Hashimoto Akiko H, Amanuma Kimiko, Hiyoshi Kyoko, Sugawara Yoshiki, Goto Sataro, Yanagisawa Rie, Takano Hirohisa, Masumura Ken-ichi, Nohmi Takehiko, Aoki Yasunobu
Research Center for Environmental Risk, National Institute for Environmental Studies, Tsukuba, Ibaraki, Japan.
Environ Mol Mutagen. 2007 Oct;48(8):682-93. doi: 10.1002/em.20335.

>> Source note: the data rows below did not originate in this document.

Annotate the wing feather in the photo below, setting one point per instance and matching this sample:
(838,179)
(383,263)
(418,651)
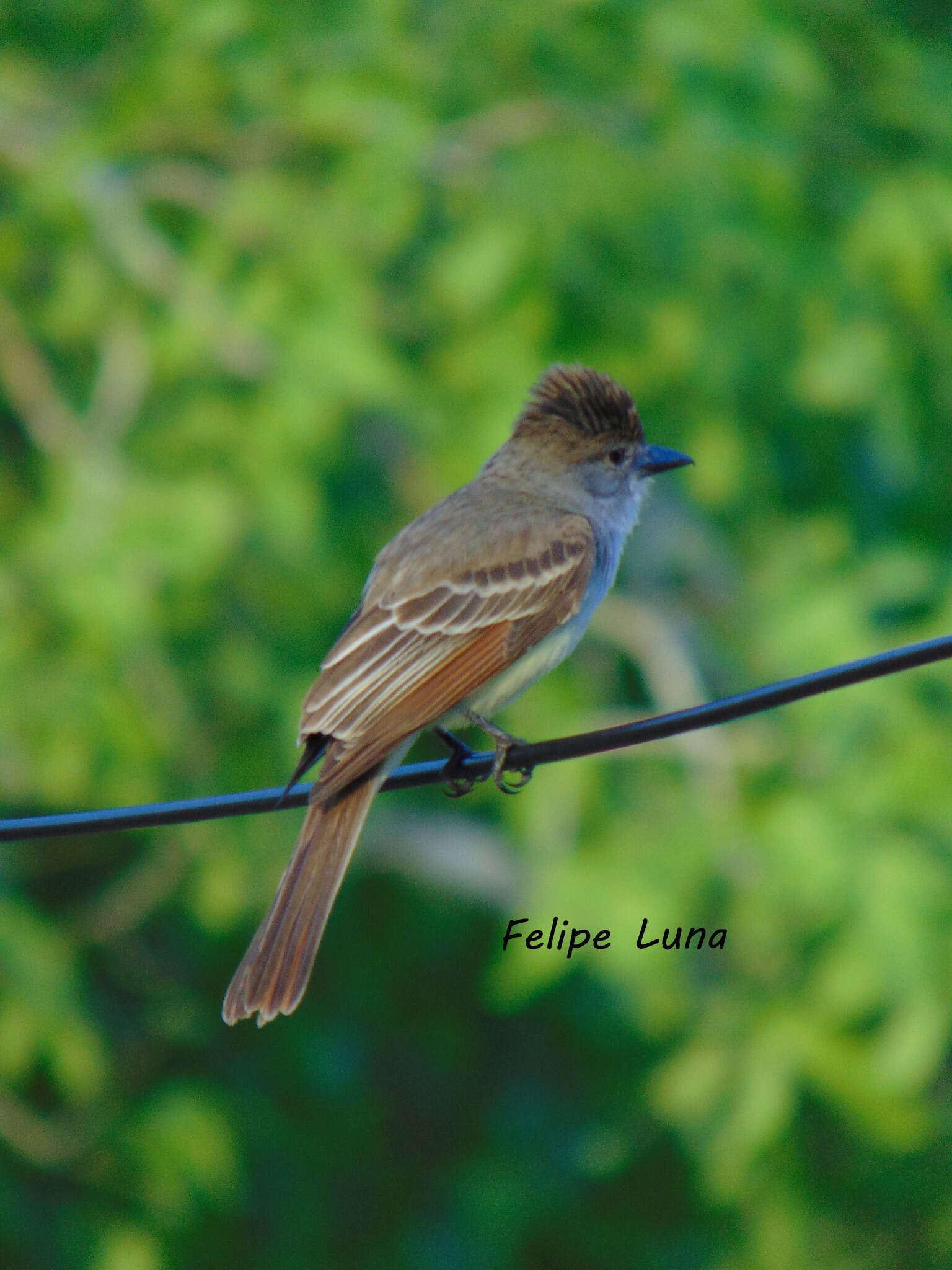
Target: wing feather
(405,660)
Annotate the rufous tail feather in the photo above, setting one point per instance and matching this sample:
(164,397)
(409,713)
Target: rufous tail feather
(275,972)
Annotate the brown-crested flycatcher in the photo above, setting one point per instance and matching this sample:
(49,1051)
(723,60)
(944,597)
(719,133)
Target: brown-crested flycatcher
(462,610)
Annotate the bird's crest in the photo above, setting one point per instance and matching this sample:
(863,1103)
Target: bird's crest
(588,401)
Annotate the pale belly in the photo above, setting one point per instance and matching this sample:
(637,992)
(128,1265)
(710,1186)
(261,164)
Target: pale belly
(542,657)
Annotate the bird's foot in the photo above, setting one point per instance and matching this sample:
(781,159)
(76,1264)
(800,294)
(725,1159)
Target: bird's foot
(456,785)
(503,744)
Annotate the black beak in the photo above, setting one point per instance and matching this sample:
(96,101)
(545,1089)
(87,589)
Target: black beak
(659,459)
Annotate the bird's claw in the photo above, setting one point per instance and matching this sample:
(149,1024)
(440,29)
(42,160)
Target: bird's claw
(455,784)
(499,768)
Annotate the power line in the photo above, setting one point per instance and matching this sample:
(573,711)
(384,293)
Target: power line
(724,710)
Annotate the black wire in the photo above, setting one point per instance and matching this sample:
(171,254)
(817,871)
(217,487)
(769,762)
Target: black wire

Diesel exhaust (DE) is a major airborne pollutant of urban areas. It contains various polycyclic aromatic hydrocarbons (PAH) and nitrated PAHs. In this study, gpt delta mice were treated with inhalation of 1 or 3 mg m(-3) DE, or a single intratracheal instillation of diesel exhaust particles (DEP) or DEP extract. In the lungs of mice treated with inhalation of 3 mg m(-3) DE for 12 weeks, the mutant frequency (MF) was 3.2-fold higher than that of the control group (1.90 x 10(-5) and 0.59 x 10(-5), respectively). An instillation of DEP and DEP extract resulted in a significant dose-dependent linear increase in MF. In mice treated with 0.5 mg DEP and 0.2 mg DEP extract, the MFs were 3.0- and 2.7-fold higher than that of the control group, respectively. The mutagenic potency (MF mg(-1)) of DEP extract (5.6 x 10(-5)) was double that of DEP (2.7 x 10(-5)), suggesting that the mutagenicity of the latter is derived primarily from compounds in the extract, which itself is responsible for ca. 50% of the weight of DEP. G:C-->A:T transitions were the predominant gpt mutation induced by all three treatments and G:C-->T:A transversions were induced by DEP and DEP extract. Guanine bases centered in nucleotide sequences such as GGA, TGA, CGG, and CGT were the major mutation targets of all three treatments. Thus, our results suggest that the mutagens contained in DEP such as PAH and nitrated PAHs induce mutations and may be responsible for carcinogenesis caused by inhalation of DE.
柴油废气(DE)是城市地区主要的空气污染物。它含有多种多环芳烃(PAH)和硝化多环芳烃。在本研究中,对gpt delta小鼠进行如下处理:吸入1或3 mg/m³的DE,或单次气管内滴注柴油废气颗粒(DEP)或DEP提取物。在吸入3 mg/m³的DE持续12周的小鼠肺中,突变频率(MF)比对照组高3.2倍(分别为1.90×10⁻⁵和0.59×10⁻⁵)。滴注DEP和DEP提取物导致MF呈显著的剂量依赖性线性增加。在用0.5 mg DEP和0.2 mg DEP提取物处理的小鼠中,MF分别比对照组高3.0倍和2.7倍。DEP提取物的诱变效力(MF mg⁻¹)(5.6×10⁻⁵)是DEP(2.7×10⁻⁵)的两倍,这表明后者的诱变性主要源自提取物中的化合物,该提取物本身约占DEP重量的50%。G:C→A:T转换是所有三种处理诱导的主要gpt突变,而G:C→T:A颠换由DEP和DEP提取物诱导。以GGA、TGA、CGG和CGT等核苷酸序列为中心的鸟嘌呤碱基是所有三种处理的主要突变靶点。因此,我们的结果表明,DEP中含有的诱变剂如PAH和硝化多环芳烃可诱导突变,可能是吸入DE导致致癌的原因。